Weather Flashcards
Low Pressure Areas
Heated air is less dense than cool air, and therefore rises and creates low pressure areas.
- draws air into the low pressure area, and the circulation pattern is counterclockwise
High Pressure Areas
When rising air has cooled, it descends and creates areas of high pressure.
Air descends in a clockwise direction, and travels away from the center when it reaches the surface
Descending air warms and dries, good news!
Coriolis Force
Because of earth’s rotation, it deflects the moving air, so that in the latitudes of the US, the prevailing upper levels winds are westerly.
Isobars
connect areas of equal pressure on a weather map, and they define pressure patterns
when isobars are tightly packed, pressure is changing rapidly, and strong winds should be expected
Pressure Gradient force
air moves from areas of high pressure to fill in the low pressure areas
this force, combines with Coriolis force, deflects the wind so the the direction of air motion actually crosses the isobars at an angle
Change in wind direction aloft
As a general rule, winds above 2000 feet AGL come from a direction several degrees clockwise from the surface wind.
Moisture content of air
heated air can hold more moisture in invisible form than cold air
Sublimation
water changes state from solid to vapor without a liquid phase
Dew Point
the temperature at which the air becomes saturated and can contain no more moisture, without the moisture getting you wet (not invisible)
Relative Humidity
how close the air is to being saturated
Air temperature lapse while climbing
4.4 degrees F per 1000 feet
or 2 degrees C per 1000 feet
example:
If temp at the reface is 78 F, and dew point is 62 F, the difference is 16. divide by 4.4 and multiply by 1000 = 3,600 feet AGL is where to expect the cloud bases to be.
Weather Front
where air masses with different properties meet.
Warm, and Cold.
When cold and warm air meets, the cold air stays at the surface, and pushes the warm air up.
favored areas for clouds, showers, and thunderstorms
Friction slows the cold air at the surface, so that the front is quite vertical in cross section
Cold fronts can move as fast as 30 knots
Cold Front Weather
Visibility - good behind the front.

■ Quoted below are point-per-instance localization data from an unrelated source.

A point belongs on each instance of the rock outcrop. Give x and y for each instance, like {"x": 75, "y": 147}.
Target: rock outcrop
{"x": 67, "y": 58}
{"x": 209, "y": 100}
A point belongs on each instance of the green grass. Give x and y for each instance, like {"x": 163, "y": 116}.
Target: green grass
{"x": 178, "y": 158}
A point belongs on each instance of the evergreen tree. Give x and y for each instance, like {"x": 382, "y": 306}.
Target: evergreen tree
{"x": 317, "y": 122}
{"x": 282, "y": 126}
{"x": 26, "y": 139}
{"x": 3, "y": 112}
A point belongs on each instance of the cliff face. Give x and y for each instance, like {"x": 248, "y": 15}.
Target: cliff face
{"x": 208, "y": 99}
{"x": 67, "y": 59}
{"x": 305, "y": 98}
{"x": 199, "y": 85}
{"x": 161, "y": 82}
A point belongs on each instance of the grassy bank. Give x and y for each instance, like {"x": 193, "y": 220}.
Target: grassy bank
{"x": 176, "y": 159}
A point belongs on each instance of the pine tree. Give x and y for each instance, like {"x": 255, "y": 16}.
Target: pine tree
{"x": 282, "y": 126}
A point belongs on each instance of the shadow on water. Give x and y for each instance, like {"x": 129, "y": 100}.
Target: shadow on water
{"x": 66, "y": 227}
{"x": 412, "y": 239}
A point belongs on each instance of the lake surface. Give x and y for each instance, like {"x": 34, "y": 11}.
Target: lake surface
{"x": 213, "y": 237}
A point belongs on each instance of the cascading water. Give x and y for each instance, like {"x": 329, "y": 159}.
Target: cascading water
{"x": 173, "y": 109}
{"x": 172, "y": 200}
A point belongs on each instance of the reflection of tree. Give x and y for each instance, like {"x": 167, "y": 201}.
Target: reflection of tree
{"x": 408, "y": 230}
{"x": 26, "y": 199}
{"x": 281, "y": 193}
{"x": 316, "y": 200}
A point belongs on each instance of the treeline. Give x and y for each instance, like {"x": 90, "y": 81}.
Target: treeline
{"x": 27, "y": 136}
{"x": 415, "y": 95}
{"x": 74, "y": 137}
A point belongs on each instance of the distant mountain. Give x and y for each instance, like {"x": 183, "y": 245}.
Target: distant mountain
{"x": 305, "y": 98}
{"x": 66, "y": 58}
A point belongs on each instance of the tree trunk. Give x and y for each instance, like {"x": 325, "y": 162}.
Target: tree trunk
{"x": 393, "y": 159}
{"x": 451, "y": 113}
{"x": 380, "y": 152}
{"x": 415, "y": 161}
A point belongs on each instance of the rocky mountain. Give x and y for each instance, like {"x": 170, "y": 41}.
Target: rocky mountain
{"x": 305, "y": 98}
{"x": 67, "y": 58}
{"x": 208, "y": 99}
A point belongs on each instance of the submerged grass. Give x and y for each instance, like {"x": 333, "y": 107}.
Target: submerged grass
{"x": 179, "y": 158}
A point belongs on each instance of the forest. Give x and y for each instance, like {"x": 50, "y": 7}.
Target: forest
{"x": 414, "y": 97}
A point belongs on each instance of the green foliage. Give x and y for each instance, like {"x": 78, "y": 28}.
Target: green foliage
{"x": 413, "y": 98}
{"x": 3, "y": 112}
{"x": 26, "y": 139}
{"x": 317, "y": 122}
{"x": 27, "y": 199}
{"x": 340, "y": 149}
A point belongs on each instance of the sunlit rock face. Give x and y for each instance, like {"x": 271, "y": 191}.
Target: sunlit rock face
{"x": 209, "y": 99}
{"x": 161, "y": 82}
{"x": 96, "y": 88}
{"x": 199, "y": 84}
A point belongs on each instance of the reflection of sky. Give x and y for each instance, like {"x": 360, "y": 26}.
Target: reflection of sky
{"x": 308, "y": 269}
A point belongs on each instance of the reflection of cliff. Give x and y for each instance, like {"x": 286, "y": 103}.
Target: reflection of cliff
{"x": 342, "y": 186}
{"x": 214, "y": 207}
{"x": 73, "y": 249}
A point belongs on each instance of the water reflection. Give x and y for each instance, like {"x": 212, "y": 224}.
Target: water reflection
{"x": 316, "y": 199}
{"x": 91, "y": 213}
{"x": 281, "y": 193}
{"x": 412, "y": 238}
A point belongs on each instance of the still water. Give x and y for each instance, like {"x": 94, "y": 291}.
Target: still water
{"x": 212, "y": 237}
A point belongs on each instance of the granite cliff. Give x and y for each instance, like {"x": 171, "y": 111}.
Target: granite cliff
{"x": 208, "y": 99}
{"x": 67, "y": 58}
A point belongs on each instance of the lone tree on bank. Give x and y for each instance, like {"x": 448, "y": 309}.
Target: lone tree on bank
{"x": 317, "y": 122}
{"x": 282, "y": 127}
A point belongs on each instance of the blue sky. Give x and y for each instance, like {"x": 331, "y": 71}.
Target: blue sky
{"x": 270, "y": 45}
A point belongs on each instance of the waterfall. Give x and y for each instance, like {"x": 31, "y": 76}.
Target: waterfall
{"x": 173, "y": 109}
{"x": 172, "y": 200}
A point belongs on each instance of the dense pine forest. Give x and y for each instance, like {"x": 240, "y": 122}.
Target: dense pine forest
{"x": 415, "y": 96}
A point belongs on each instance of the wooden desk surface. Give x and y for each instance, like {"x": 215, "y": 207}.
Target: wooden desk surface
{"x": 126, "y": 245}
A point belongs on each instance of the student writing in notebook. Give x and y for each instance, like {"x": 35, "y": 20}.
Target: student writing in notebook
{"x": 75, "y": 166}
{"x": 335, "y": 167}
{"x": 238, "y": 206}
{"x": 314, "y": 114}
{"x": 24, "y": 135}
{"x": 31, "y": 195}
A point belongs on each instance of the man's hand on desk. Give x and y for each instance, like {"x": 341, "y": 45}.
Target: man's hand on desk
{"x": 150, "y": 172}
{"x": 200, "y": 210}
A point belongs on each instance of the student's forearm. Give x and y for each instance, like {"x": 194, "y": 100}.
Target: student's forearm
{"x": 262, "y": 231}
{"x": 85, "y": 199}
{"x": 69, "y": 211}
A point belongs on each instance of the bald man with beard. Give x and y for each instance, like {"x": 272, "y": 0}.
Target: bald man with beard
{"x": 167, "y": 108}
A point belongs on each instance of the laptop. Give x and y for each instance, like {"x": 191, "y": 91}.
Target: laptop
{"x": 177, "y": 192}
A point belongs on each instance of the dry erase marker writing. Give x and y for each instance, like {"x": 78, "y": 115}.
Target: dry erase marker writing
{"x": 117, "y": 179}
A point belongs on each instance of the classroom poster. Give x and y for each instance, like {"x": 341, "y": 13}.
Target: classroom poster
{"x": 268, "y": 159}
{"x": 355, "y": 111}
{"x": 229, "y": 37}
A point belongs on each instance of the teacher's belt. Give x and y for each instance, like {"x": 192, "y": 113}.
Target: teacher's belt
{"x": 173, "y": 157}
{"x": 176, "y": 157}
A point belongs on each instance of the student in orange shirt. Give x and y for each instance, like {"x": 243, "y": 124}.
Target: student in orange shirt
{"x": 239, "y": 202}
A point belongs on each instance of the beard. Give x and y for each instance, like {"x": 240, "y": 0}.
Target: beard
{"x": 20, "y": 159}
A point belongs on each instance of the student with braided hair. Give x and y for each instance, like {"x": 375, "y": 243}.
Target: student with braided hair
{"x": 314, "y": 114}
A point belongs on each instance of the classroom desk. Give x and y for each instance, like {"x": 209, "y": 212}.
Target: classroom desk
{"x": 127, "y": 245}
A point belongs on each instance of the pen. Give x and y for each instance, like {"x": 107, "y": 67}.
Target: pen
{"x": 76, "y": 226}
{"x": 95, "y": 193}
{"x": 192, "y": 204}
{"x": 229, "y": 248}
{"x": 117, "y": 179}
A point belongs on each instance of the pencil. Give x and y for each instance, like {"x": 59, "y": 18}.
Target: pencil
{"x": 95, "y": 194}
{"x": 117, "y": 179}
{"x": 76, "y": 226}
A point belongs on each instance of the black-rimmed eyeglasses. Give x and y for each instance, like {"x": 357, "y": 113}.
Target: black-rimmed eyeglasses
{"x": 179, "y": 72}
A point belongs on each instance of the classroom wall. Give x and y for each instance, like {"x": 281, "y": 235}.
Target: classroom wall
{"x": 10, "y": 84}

Warm air and pollutants rise rapidly because warm air is less dense than cold air
Flight conditions: bumpy as thermal currents rise
Precipitation: showered in the frontal area as the warm is is forced aloft and its moisture condenses.
Cloud type: Cumulus, due to air being raised
Icing possibility: Clear ice.
Warm Front Weather
- warm front exists when a warm air mass overtakes a slow-moving Cole air mass
- the warm air is forced to rise as it moves forward.
- this slow upward movement combined with the slow forward movement characteristic of warm fronts allows the warm air to cool slowly.
- As it reaches the condensation level, stratiform clouds develop.
- Warm fronts slope upward for any miles, and weather may be extensive
You may encounter warm front clouds 50 to 100 miles from where the front is depicted on the surface analysis chart
Visibility: poor, pollutants trapped by warm air aloft
Flight conditions: Smooth, no thermal activity
Precipitation: Drizzle or continuous rain as moist air is slowly raised to the condensation level
Cloud Type: status or layered
Icing possibility: Rime ice; small water droplets freeze instantly upon contact with the airplane, form a rough, oily coating.
Occlusion
- occasionally, a fast-moving cold front will overtake a warm front and lift the warm air away from the surface
- contains the worse features of both warm and cold fronts:
turbulent, showers and/or continuous precipitation, poor visibility, and broad geographic extent of frontal weather conditions.